Bonmarché rescue to mean major job losses and store closures
today Apr 3, 2019
After the excitement of news of the Bonmarché buyout by Philip Day comes the realisation that the billionaire entrepreneur is likely to close a raft of stores and cut jobs.
Day has warned that job losses could be significant after he bought out the company’s biggest shareholder (private equity firm Sun Capital) and launched an offer to buy the rest of the shares and take the company private.
The business, which his offer values at a lowly £5.7 million despite the chain comprising over 300 stores, has faced major challenges resulting in falling sales and profit warnings. While bids are often at a premium to current share prices, the Day bid was at a 24% discount and the share price fell further after it was announced.
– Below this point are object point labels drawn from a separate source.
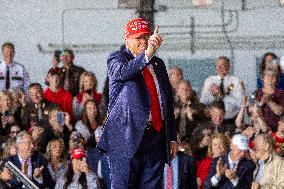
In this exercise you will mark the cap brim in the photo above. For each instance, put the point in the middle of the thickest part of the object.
(137, 35)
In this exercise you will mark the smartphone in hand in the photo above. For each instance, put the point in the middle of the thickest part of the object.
(60, 118)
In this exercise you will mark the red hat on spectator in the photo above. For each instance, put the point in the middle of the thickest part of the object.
(136, 28)
(78, 153)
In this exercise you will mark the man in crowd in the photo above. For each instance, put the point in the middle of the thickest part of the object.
(12, 74)
(31, 164)
(139, 134)
(223, 87)
(270, 167)
(232, 170)
(71, 72)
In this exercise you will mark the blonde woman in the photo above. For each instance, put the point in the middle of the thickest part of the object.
(88, 91)
(219, 145)
(55, 156)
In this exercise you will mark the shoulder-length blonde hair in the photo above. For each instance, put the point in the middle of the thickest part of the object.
(9, 95)
(92, 76)
(224, 139)
(62, 159)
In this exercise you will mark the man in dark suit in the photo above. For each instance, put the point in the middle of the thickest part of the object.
(32, 165)
(139, 134)
(232, 170)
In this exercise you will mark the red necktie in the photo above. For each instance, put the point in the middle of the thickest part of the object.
(169, 178)
(155, 104)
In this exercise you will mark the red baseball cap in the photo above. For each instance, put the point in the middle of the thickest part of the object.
(136, 28)
(78, 153)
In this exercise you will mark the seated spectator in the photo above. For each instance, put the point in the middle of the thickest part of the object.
(9, 148)
(37, 110)
(268, 61)
(254, 112)
(56, 94)
(31, 164)
(88, 91)
(14, 131)
(71, 72)
(219, 145)
(175, 76)
(55, 60)
(271, 99)
(78, 174)
(60, 130)
(55, 156)
(223, 87)
(188, 110)
(181, 174)
(232, 170)
(90, 120)
(279, 138)
(270, 167)
(8, 115)
(216, 123)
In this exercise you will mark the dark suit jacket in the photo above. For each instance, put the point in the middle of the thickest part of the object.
(244, 172)
(37, 161)
(129, 103)
(187, 171)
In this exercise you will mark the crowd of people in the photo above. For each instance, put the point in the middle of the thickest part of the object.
(225, 138)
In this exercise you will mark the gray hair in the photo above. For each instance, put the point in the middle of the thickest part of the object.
(21, 135)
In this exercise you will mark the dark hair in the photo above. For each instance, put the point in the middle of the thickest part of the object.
(69, 177)
(37, 85)
(8, 44)
(85, 119)
(69, 51)
(218, 104)
(263, 64)
(56, 55)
The board of Bonmarché has urged shareholders not to act for now (although clearly, many of them sold their shares on Tuesday) and said it is considering the offer. But the fact is that with a stake of 52%, Day is effectively in control of the firm.
Day’s holding company, Spectre, though which he bought the shares, has not yet held talks with Bonmarché management or had a look at the firm’s accounts but Day believes there are some obvious ways to improve Bonmarché’s performance.
That means shutting loss-making stores, cutting the size of its HQ, looking at distribution centre staffing, rationalising its product offer and renegotiating supplier deals.
Spectre is expecting to take several months on a thorough review of the business followed by a “material reduction in headcount across Bonmarché”.